Nicodemus, bless his heart, just doesn’t seem to understand. And honestly, how could he? He’s taking this all much too literally, but it’s also a lot to take in all at once. Jesus is referencing his crucifixion, which hasn’t happened yet, and isn’t speaking in a straightforward way at all. It’s confusing enough for us to puzzle out, I think, and we know the end of the story.
But then Jesus stops speaking in riddles and gets to the heart of the matter: God loves the world. God is trying to save the world; God is inviting the world into something new. This is not about condemnation but about God’s deep and abiding love for the whole world.
We’re talking this Lent about love languages, how we each give and receive love in different ways, and how God uses all of those ways to reach out to us in love. This week is the love language of Words of Affirmation. People who receive love in this way are all about hearing it. Like actually hearing you say the words. It’s not about the need for praise or constant validation, rather people who receive love through words of affirmation want to know they matter to you. It’s not always just saying, “I love you,” either. Words of affirmation people want to be seen and acknowledged. Phrases like: “I appreciate it when you….,” “I value you because…,” and “You are important to be because…” mean so much.
Jesus has been performing signs, doing powerful acts, and it’s all quite impressive.

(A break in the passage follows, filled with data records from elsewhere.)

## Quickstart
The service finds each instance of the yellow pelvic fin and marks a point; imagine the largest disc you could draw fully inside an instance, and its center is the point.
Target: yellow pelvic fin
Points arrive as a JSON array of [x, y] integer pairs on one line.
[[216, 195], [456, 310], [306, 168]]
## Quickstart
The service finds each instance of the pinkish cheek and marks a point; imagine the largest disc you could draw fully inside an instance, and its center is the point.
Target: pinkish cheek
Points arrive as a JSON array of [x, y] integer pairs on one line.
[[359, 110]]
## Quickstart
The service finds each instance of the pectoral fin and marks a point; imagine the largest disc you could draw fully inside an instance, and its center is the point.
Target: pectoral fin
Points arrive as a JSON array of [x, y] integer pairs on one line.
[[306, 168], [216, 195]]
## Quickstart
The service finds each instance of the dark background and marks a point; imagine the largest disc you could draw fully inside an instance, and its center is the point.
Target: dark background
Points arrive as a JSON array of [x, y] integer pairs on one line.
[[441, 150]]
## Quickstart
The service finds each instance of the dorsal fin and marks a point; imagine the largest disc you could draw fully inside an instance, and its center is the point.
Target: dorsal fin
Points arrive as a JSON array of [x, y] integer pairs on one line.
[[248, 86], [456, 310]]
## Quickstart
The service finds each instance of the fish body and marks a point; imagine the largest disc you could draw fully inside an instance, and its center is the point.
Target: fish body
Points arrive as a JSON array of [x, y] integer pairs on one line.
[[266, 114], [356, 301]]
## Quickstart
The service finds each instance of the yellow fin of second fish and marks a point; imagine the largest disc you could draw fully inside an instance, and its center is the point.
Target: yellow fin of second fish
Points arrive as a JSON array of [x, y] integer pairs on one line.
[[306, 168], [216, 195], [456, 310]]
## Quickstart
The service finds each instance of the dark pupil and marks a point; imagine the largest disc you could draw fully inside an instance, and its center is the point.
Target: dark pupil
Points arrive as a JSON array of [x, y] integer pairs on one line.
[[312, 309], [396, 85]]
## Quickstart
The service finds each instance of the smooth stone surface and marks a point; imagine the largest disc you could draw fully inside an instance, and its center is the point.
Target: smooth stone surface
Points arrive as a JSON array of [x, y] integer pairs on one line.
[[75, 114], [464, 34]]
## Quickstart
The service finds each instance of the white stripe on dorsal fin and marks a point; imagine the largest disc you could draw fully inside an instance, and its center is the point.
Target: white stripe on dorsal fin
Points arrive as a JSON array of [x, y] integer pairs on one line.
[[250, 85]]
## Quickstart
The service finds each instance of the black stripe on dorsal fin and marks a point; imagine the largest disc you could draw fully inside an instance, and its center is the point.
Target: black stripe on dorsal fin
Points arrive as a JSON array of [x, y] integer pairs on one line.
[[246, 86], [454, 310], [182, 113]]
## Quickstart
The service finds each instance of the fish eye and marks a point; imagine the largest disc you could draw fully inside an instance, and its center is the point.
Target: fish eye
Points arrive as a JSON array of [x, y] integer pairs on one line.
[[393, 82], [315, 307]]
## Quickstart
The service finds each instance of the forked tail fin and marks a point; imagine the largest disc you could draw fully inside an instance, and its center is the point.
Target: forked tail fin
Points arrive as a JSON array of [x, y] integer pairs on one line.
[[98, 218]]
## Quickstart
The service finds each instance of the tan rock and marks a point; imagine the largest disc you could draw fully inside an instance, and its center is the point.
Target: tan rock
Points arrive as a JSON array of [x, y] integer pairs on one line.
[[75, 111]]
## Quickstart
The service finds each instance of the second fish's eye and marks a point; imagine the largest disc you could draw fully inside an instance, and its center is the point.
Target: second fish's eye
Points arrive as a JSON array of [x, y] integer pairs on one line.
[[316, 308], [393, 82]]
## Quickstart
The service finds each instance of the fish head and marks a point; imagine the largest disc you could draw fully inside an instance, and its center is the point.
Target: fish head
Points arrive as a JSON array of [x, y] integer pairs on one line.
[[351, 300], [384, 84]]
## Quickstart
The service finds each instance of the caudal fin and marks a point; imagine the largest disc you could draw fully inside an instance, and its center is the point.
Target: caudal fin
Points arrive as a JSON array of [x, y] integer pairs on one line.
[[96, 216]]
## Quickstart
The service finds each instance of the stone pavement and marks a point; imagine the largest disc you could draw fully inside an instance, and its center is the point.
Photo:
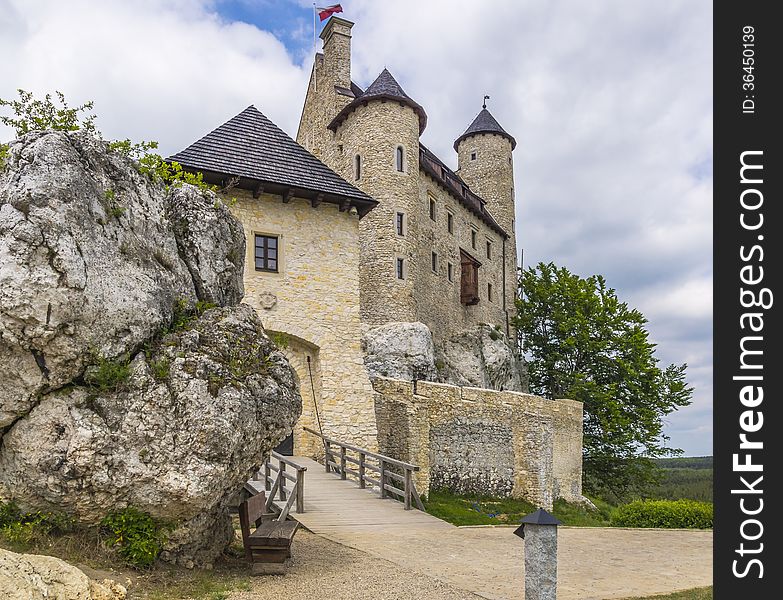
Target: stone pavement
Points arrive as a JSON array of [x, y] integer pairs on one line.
[[593, 563]]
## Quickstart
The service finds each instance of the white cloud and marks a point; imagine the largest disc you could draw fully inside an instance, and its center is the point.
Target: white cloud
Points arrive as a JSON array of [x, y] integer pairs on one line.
[[169, 71]]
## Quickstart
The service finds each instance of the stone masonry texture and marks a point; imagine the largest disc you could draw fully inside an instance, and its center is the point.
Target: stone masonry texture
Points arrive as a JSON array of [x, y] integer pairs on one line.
[[473, 440], [338, 278], [314, 301]]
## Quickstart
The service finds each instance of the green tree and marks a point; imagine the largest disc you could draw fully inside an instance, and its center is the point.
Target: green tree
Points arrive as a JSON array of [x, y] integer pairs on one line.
[[33, 114], [583, 343]]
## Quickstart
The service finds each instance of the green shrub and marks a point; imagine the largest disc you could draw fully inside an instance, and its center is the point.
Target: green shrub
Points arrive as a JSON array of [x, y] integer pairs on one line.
[[4, 148], [9, 513], [160, 368], [184, 314], [23, 528], [109, 375], [138, 537], [669, 514], [32, 114]]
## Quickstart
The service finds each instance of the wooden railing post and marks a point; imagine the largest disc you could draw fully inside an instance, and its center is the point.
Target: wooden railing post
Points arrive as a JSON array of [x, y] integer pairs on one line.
[[281, 474], [300, 490], [383, 477], [408, 485]]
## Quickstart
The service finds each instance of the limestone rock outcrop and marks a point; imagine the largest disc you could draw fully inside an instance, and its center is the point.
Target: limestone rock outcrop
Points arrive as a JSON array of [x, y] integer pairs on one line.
[[91, 260], [118, 387], [32, 576], [400, 351], [481, 357], [478, 357]]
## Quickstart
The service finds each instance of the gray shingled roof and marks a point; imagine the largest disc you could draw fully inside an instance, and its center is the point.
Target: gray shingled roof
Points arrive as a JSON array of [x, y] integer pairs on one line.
[[250, 146], [384, 87], [485, 123]]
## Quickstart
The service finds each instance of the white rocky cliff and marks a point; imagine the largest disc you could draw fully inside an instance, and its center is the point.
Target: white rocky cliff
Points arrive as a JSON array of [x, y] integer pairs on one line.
[[131, 374], [480, 357]]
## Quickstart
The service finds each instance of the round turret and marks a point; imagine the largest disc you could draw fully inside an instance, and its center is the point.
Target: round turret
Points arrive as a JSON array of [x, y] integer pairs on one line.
[[378, 135], [486, 165]]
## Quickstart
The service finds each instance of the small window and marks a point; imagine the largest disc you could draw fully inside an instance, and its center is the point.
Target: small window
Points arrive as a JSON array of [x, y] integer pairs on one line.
[[400, 224], [400, 268], [266, 253]]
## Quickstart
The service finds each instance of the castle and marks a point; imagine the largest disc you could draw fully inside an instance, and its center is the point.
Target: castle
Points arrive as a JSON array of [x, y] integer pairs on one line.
[[439, 248], [357, 225]]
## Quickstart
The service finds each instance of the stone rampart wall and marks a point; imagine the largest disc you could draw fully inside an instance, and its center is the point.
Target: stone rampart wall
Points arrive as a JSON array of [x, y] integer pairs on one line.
[[473, 440]]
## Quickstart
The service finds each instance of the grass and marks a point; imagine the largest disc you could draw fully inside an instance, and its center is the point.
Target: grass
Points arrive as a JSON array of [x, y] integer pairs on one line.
[[693, 594], [482, 510], [85, 549]]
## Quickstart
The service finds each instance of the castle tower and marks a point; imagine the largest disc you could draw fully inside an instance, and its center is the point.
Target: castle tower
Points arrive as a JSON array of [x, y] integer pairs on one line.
[[377, 135], [329, 90], [486, 164]]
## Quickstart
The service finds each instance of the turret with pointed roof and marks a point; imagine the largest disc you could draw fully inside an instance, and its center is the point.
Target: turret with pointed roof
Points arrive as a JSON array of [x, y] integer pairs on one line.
[[485, 158], [485, 123], [385, 87]]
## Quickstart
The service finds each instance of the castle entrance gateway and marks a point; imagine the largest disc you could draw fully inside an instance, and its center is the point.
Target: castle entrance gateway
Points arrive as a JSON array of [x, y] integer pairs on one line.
[[305, 358]]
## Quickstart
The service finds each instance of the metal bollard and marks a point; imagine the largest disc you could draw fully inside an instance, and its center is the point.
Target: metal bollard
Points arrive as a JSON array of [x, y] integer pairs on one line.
[[539, 530]]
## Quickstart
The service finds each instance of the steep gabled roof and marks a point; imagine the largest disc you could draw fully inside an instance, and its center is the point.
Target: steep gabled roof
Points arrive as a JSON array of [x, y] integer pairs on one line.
[[251, 147], [385, 87], [485, 123]]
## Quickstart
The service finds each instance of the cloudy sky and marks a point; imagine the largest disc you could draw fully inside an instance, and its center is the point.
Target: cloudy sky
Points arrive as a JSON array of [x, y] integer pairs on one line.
[[610, 102]]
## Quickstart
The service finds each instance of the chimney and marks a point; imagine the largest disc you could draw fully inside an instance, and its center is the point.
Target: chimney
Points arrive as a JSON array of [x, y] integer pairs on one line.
[[337, 51]]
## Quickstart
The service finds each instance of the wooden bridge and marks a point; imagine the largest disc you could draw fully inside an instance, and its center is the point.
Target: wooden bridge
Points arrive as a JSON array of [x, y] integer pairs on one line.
[[334, 498]]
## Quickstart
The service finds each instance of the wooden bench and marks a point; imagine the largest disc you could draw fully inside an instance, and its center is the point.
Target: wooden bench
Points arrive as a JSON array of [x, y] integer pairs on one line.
[[267, 541]]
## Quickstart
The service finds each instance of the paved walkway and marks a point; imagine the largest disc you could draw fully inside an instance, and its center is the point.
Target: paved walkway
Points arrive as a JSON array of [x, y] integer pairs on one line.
[[593, 563]]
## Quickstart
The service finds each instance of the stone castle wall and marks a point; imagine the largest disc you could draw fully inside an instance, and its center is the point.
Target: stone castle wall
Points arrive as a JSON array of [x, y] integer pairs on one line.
[[438, 302], [314, 300], [482, 441], [491, 176], [373, 131]]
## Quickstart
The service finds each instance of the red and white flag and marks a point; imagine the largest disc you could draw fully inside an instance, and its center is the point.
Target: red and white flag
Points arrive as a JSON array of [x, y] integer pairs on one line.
[[326, 12]]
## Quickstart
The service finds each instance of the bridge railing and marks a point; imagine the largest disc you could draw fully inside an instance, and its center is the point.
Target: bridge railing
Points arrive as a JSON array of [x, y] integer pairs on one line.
[[278, 484], [384, 472]]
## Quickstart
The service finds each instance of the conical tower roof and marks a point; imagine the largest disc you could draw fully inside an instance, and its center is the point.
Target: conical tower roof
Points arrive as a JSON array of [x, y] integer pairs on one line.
[[485, 123], [384, 87]]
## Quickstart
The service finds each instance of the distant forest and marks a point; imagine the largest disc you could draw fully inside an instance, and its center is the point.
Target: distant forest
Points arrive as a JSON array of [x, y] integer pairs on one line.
[[689, 478]]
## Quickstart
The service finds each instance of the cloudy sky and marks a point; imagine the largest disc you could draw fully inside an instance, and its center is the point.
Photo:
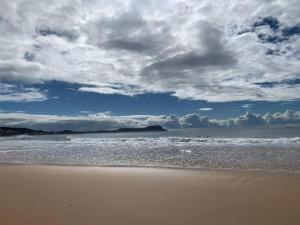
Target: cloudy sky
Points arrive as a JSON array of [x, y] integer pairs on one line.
[[89, 60]]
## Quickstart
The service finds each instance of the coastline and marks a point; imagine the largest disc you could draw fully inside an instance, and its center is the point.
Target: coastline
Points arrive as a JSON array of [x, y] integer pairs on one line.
[[60, 194]]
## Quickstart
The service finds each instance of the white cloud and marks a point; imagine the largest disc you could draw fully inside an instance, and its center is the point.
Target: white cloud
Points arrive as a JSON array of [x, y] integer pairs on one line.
[[207, 50], [205, 109], [247, 106], [107, 120], [14, 93]]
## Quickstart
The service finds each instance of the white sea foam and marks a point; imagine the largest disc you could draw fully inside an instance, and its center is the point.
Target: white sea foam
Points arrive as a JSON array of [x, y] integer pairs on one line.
[[187, 152]]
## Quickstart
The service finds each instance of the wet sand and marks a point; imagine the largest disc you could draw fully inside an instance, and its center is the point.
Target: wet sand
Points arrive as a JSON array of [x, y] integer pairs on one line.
[[58, 195]]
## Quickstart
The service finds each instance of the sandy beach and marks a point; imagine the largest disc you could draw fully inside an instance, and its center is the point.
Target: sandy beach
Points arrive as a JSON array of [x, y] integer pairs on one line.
[[58, 195]]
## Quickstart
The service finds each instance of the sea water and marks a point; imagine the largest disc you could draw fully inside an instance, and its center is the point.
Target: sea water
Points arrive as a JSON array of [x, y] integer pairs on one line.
[[267, 148]]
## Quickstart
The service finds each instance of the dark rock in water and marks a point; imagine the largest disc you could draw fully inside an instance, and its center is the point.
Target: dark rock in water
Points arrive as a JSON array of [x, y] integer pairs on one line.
[[8, 131]]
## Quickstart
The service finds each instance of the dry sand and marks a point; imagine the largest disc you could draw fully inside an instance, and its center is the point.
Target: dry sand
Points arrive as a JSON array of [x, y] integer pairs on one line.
[[57, 195]]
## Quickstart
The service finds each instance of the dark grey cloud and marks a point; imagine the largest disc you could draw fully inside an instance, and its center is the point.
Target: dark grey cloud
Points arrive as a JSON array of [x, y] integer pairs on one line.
[[70, 35], [214, 50]]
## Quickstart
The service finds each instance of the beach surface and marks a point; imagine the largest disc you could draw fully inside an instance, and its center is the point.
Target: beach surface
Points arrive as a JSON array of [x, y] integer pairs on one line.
[[61, 195]]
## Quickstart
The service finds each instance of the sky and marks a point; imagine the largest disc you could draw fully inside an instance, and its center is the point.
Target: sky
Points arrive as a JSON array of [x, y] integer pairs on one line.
[[89, 64]]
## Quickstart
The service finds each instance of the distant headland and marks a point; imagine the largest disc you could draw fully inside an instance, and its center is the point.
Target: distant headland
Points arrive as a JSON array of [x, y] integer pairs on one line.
[[9, 131]]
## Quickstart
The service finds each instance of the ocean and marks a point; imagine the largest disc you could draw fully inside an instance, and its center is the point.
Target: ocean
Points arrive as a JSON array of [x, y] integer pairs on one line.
[[257, 148]]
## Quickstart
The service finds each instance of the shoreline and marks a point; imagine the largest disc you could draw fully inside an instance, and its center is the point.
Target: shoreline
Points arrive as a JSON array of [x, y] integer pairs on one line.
[[4, 164], [62, 195]]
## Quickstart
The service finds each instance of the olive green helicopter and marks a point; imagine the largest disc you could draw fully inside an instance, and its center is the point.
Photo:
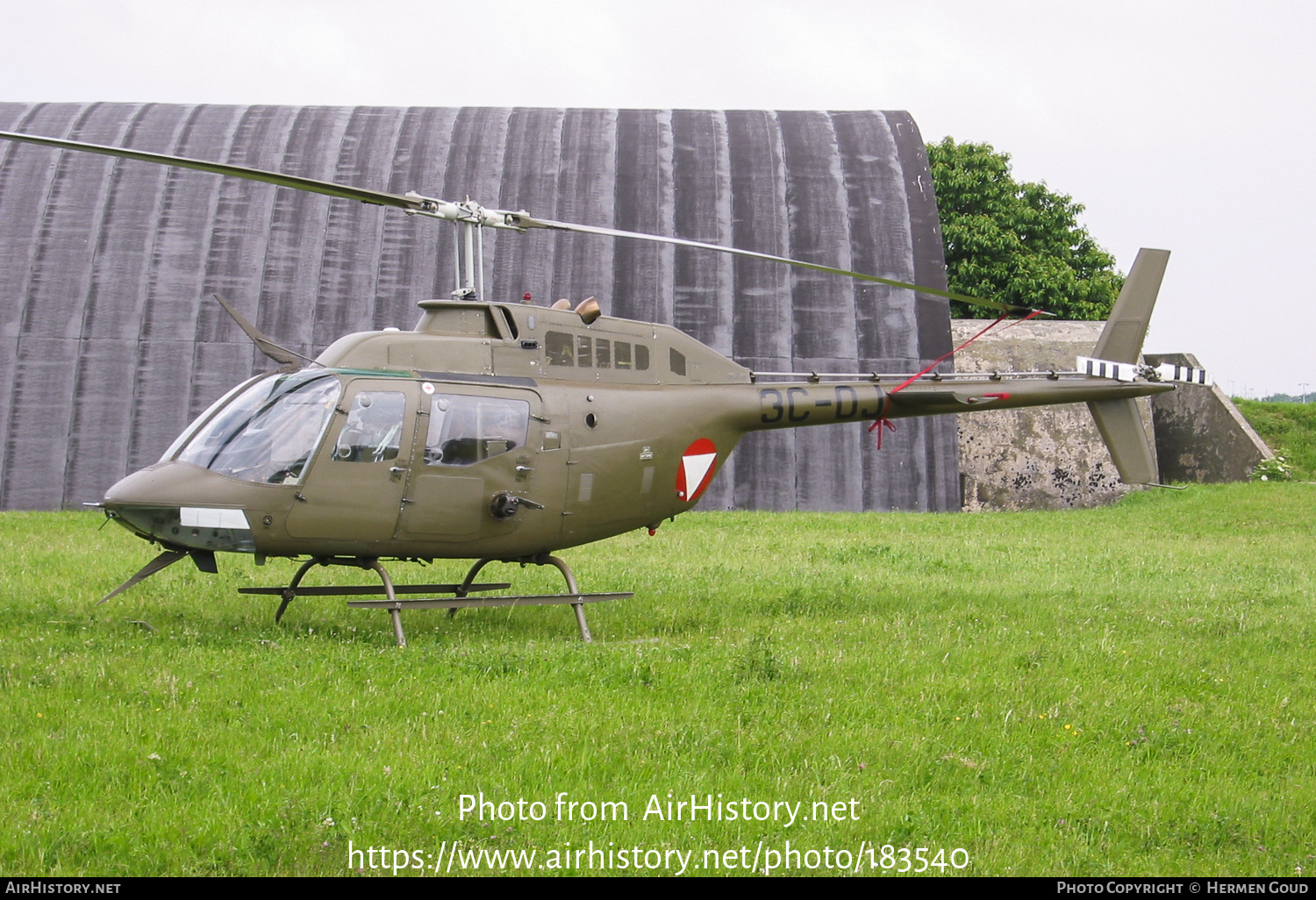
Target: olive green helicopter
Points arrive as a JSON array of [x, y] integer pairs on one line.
[[504, 432]]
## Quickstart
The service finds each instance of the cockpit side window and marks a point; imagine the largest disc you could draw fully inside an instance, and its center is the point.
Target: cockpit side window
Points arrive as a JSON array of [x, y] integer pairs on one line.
[[465, 429], [374, 428], [268, 432]]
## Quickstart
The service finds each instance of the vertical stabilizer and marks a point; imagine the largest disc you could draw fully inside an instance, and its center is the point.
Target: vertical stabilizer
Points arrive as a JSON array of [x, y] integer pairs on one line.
[[1120, 424], [1121, 339]]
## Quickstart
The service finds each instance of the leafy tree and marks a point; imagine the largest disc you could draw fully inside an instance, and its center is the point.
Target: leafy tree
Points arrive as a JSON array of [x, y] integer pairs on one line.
[[1016, 242]]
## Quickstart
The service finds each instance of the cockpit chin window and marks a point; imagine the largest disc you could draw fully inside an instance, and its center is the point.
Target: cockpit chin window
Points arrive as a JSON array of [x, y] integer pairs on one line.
[[268, 432]]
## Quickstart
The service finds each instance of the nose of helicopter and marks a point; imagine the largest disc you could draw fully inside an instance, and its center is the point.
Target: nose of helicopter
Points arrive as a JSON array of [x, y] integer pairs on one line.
[[181, 507]]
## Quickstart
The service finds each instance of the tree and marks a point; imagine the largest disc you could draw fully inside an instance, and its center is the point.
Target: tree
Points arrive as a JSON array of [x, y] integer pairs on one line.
[[1016, 242]]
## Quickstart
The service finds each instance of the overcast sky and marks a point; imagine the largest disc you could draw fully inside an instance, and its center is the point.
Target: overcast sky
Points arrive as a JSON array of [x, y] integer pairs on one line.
[[1179, 125]]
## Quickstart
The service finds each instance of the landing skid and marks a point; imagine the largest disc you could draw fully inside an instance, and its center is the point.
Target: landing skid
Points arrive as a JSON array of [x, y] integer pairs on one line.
[[461, 592]]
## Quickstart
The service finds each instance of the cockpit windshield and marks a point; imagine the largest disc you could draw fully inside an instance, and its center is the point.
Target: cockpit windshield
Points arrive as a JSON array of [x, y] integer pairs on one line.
[[268, 431]]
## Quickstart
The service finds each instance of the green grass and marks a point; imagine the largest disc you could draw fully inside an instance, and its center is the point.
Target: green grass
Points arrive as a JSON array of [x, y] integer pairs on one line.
[[1289, 426], [1110, 691]]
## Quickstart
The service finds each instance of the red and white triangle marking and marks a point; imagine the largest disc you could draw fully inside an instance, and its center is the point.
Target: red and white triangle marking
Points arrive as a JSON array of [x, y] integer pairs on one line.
[[697, 466]]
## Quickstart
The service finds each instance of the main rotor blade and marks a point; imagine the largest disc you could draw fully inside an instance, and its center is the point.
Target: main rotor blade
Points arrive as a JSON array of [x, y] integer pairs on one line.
[[474, 213], [261, 339], [365, 195], [162, 561], [520, 220]]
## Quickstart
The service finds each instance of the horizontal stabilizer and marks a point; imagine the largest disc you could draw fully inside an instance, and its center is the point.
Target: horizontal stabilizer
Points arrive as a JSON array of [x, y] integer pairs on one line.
[[1120, 425], [1107, 368], [1187, 374]]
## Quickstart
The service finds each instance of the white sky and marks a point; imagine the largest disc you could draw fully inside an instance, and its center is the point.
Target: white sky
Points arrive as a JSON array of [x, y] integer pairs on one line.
[[1187, 125]]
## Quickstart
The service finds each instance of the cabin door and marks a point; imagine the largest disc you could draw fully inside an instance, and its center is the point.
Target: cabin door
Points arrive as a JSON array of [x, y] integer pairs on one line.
[[473, 444], [354, 487]]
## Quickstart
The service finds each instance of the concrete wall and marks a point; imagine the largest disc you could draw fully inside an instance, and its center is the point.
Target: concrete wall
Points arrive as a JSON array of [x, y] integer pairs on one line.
[[108, 345], [1200, 436], [1042, 458], [1053, 457]]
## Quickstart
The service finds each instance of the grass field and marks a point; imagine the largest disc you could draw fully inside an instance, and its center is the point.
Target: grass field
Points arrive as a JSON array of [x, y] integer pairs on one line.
[[1111, 691], [1289, 428]]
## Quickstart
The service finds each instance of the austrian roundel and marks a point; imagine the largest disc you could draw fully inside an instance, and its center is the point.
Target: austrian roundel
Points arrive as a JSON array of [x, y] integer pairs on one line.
[[697, 466]]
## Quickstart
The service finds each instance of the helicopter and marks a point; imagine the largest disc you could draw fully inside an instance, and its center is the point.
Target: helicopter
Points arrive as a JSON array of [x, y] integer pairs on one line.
[[504, 432]]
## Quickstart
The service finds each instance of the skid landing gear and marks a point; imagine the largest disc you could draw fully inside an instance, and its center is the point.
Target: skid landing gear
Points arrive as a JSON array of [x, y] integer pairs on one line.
[[461, 591]]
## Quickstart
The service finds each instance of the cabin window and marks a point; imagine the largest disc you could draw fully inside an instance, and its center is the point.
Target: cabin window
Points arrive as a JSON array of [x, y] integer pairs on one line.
[[560, 347], [268, 432], [374, 428], [465, 429], [678, 362]]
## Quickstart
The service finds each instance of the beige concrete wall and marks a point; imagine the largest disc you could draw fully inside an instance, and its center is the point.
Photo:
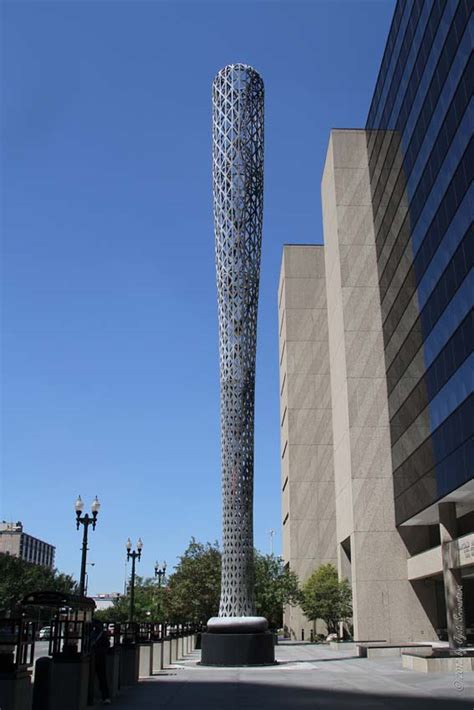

Nicodemus has seen what Jesus has done and is clearly intrigued. But to hear, in no uncertain terms, that this is for him, well that means a lot to someone who needs words of affirmation. God loves the world—the whole world—that means you, Nicodemus. That means us, too. This whole rebirth thing? It’s because of how much God loves us. God wants to do something new with us, to bring us into a new way of seeing and being and loving in the world.
Christianity has sometimes turned being born again into something that we have to accomplish to please God. Well, I’ve actually been studying up on birth lately, and it turns out we’re not super active participants in our own births. There’s someone else who does the labor for us to be born. God in the Holy Spirit is the one who labors to bring each of us to new birth.
Sometimes it takes a while. Sometimes love doesn’t sink in right away. We need to hear the words and ponder them. Then hear them again. This is the end of Jesus’ conversation with Nicodemus, but it isn’t the end of Nicodemus’ story. He comes back again when the council is trying to arrest Jesus. He speaks on Jesus’ behalf, arguing that he must be given a hearing before being arrested. Then Nicodemus comes back one final time, after the crucifixion. He brings 100 pounds of myrrh and aloes to anoint Jesus’ body, and he helps Joseph of Arimathea lay him in the tomb.
We don’t get to see the impact that Jesus’ words have on Nicodemus right away. It takes a while sometimes for us to let those affirming, life-giving words sink in. Jesus invites Nicodemus, as he invites each of us, to come into the light of day and become full participants in the abundant life he offers. It’s not something we can do on our own. It is God who will give birth in water and the Spirit. Rebirth is God’s gift to give, God’s work to accomplish, and it is God who labors to bring us to new life. God loves the whole world. Which means God loves us. And God will keep seeking us out, keep working, keep laboring, to bring us to share in abundant life. Amen.